TMS et addictions : la stimulation magnétique transcrânienne pour réduire le craving
La stimulation magnétique transcrânienne répétitive (rTMS) est une technique non invasive qui envoie des impulsions magnétiques sur le cerveau pour en moduler l'activité. Utilisée depuis les années 2000 pour traiter la dépression résistante, elle intéresse de plus en plus les addictologues : plusieurs études suggèrent qu'elle peut réduire le craving — l'envie irrésistible de consommer — notamment pour le tabac, l'alcool et la cocaïne. Cette page explique comment elle fonctionne, ce que montrent vraiment les données, son statut en France (hors indication en addictologie, sauf protocoles de recherche) et pourquoi une autorisation FDA a été accordée en 2020 pour le sevrage tabagique.
Qu'est-ce que la stimulation magnétique transcrânienne ?

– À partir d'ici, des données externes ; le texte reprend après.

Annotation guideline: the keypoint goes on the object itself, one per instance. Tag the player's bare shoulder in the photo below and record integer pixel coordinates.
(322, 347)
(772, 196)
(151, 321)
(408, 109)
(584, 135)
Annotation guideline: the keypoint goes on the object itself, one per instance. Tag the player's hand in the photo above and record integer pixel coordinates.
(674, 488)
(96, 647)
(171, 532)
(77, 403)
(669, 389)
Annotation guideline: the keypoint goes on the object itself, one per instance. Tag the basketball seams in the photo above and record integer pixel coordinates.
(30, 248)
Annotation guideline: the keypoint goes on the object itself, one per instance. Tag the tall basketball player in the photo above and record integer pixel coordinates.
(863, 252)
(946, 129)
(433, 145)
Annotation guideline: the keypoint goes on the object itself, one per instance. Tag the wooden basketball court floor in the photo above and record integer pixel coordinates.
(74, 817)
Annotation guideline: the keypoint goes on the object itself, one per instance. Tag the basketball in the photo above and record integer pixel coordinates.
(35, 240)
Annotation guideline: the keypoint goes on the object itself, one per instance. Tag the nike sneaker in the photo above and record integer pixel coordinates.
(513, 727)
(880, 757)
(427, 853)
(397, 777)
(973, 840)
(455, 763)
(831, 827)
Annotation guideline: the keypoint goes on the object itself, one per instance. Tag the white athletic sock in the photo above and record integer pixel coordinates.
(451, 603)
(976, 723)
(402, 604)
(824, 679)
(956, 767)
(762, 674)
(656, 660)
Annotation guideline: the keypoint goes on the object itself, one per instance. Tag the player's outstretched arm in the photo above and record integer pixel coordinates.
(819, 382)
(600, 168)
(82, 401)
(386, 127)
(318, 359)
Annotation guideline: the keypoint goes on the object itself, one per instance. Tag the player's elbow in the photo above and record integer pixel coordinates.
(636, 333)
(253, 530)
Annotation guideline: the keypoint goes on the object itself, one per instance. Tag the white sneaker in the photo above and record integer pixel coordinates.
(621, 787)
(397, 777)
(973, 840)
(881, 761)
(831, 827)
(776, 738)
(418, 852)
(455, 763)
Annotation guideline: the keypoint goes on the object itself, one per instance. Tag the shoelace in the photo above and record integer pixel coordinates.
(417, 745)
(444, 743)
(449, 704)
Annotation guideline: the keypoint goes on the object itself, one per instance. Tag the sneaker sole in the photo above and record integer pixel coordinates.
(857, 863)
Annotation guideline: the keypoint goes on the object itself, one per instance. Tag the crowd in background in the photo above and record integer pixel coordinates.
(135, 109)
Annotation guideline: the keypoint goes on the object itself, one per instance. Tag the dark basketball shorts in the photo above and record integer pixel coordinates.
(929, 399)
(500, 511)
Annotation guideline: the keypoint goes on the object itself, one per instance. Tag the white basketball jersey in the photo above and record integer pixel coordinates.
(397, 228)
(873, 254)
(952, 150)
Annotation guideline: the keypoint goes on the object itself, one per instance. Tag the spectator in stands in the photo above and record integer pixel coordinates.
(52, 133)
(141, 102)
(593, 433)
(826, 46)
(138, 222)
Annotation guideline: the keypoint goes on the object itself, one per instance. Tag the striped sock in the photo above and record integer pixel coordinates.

La TMS (ou rTMS pour « répétitive ») consiste à placer une bobine électromagnétique contre le cuir chevelu et à délivrer des impulsions magnétiques brèves et focalisées. Ces impulsions induisent de faibles courants électriques dans les neurones superficiels du cortex, ce qui modifie temporairement leur excitabilité sans nécessiter d'anesthésie, d'électrodes implantées ni de passage de courant à travers la peau (contrairement à l'ECT).
Deux paramètres principaux déterminent l'effet :
- Haute fréquence (10 Hz ou plus) : tend à activer et augmenter l'activité de la zone ciblée.
- Basse fréquence (1 Hz) : tend au contraire à inhiber et réduire l'activité.
La deep TMS (dTMS) utilise des bobines en forme de H qui atteignent des couches corticales plus profondes, notamment les circuits limbiques impliqués dans la récompense et la motivation. C'est cette variante qui a obtenu l'autorisation FDA pour le tabac en 2020.
Pourquoi cibler le cortex préfrontal dans les addictions ?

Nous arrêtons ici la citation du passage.